The convenience factor definitely went way up. I think people actually were very compliant with all-oral regimens and showing up for their appointments, which became less and less frequent. Did COVID change the map of the daratumumab landscape? Probably not, because we knew it was a very effective drug and we'd started to, over the course of the Connect registry, add daratumumab to a lot of our other regimens. But I think the pandemic really taught us lessons in terms of convenience, which is a huge factor for myeloma patients because it's likely a continuous-therapy disease and you want to make whatever regimen you're using, especially daratumumab based, convenient for the patient, safe, effective, and nontoxic. So, we're delighted to present our data here showing all of that, and I think it also points the way forward for whatever the next cohort of Connect MM Registry patients that we’ll accrue.
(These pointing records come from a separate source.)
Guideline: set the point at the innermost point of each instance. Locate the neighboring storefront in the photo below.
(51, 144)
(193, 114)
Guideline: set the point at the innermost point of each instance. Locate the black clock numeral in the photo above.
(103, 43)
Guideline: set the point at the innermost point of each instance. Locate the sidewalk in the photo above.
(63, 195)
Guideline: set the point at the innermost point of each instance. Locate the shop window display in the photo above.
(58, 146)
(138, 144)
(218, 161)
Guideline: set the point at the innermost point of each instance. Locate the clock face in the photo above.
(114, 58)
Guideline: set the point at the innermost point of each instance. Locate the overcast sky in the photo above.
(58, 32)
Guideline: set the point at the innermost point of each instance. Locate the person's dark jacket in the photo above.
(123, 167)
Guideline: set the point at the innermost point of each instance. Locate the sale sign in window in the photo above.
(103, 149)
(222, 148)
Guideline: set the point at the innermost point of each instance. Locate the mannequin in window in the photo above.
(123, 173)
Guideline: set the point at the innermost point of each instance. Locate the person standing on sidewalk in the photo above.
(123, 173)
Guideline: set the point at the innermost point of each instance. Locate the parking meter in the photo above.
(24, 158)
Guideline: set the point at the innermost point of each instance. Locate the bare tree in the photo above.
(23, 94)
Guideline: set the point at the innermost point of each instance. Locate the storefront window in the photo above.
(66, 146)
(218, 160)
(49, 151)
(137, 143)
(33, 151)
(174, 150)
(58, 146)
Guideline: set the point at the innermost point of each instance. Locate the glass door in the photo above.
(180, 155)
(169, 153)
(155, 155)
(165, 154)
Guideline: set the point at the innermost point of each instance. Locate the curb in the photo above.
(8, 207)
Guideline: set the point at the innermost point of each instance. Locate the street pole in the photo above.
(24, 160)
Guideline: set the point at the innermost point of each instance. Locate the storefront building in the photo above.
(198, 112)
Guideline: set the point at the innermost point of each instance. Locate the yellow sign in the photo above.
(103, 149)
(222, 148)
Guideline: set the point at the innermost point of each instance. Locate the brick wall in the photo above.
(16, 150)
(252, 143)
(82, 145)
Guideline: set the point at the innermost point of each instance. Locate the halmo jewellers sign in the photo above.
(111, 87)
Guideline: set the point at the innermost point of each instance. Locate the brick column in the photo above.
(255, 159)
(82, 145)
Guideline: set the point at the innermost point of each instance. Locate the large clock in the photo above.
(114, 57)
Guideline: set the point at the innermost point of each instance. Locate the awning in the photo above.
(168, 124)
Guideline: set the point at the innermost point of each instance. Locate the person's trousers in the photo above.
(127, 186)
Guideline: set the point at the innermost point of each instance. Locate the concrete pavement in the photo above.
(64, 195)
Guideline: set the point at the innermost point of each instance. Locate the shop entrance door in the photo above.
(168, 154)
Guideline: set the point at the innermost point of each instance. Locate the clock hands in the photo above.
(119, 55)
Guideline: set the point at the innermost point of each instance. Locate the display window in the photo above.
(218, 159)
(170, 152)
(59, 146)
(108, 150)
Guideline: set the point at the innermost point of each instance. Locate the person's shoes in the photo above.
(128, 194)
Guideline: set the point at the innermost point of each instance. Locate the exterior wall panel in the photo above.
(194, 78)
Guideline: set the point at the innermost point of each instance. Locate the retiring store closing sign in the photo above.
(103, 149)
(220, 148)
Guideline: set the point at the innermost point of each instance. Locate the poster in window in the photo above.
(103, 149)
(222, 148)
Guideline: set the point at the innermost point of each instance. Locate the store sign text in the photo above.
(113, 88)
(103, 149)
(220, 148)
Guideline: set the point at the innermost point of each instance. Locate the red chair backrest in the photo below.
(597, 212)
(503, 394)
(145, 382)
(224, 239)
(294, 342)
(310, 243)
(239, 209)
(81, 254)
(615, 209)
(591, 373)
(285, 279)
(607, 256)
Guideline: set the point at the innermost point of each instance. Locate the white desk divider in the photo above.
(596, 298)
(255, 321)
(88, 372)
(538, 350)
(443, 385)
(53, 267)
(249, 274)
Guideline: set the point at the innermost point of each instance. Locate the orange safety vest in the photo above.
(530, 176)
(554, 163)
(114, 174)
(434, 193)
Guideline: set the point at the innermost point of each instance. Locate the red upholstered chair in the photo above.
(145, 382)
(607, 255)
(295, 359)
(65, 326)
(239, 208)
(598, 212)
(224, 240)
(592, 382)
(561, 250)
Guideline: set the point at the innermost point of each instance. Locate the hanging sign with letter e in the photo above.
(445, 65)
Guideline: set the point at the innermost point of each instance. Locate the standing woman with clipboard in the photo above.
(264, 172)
As the cohorts have gone over time in the Connect Registry, if you look at when we started in 2009, we didn't have very many choices. There were some novel agents, but as you know from this meeting, now there's an explosion of novel agents, whether it's a new monoclonal antibody, a CAR [chimeric antigen receptor] T cell, a drug-antibody conjugate, a bispecific drug, or even a whole new class such as selinexor or nuclear protein export drugs. So, I think Connect will be an ongoing thing.

We're learning a lot of tremendous things going forward, and daratumumab was just one example, but I think overall it actually improved the care of patients, which will sound really crazy in the COVID era, because they got things that were safe, effective, nontoxic, and they didn't have to come out to offices where everybody in our practices are already immunosuppressed. So, if you can keep those touchpoint[s] down, hopefully you can prevent the spread of all the respiratory and other viruses.